For this reason, it’s ideal to meet your mentor before the apprenticeship starts so you can discern whether they share your values. They should instill confidence and inspire you to support their leadership style.
Undergo The Apprenticeship Program
When you’ve completed the training, have the knowledge and useful skills to pursue a piercing career, and found a good mentor, you can look for an apprenticeship program in your area to join. This can be done by visiting the website of reputable studios to apply for an apprenticeship if they’re offered.
Otherwise, you can contact the studio or piercers working there via email to inquire whether they’re willing to take you on board. Studios with a formal apprenticeship program follow the APP’s industry-standard guided curriculum comprising a minimum set of tasks needed to become a competent piercer.
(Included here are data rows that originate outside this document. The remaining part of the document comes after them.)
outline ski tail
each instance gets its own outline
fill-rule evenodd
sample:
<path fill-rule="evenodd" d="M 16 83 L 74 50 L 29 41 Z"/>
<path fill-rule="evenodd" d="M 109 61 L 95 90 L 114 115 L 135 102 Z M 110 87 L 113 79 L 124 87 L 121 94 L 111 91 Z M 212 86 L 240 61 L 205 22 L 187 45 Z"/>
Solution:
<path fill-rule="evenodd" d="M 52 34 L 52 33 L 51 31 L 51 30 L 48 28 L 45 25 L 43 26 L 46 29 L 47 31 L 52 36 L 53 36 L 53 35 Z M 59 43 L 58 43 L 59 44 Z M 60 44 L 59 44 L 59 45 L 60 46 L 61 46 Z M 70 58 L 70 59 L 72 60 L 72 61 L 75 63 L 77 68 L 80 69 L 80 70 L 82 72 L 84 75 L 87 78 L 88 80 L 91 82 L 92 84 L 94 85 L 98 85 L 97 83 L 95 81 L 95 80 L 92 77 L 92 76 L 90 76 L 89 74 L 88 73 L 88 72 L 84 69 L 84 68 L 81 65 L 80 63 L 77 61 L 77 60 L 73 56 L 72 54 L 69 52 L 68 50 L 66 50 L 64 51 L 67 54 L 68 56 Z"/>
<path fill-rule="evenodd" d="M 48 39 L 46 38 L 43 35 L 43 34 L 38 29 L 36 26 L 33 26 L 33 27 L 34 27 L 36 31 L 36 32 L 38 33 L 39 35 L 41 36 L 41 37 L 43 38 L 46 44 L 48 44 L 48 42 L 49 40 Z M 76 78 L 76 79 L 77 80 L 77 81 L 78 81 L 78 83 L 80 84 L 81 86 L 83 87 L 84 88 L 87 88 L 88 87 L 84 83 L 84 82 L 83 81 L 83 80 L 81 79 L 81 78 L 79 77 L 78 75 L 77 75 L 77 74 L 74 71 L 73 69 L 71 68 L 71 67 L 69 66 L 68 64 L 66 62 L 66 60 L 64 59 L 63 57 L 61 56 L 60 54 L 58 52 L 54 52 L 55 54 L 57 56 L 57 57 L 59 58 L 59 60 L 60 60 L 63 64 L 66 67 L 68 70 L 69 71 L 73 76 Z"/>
These mainly consist of:
- 1,200 hours working with a mentor piercer to perform studio duties, administration, and client consultations, among other tasks.
- 100 hours of documented procedure observation to watch piercing procedures using various techniques, equipment and body locations.
- 50 piercings performed under the supervision and evaluation of the apprenticeship mentor.
Again, depending on the studio offering the apprenticeship, it can take about six months to a year to complete their training. Furthermore, some apprentices may charge a course fee, while others may offer it for free or pay a stipend if it’s an apprenticeship leading to employment.
Starting a piercing apprenticeship begins with career research to gain insights into the work, tools, and techniques you’ll need for the job. From here, you can take industry-outlined courses to learn about health and safety before finding a suitable mentor.
Then you can apply to local apprenticeship programs or contact studios capable of training you. Doing this allows you to meet the requirements and develop skills to start and grow your career in body piercing.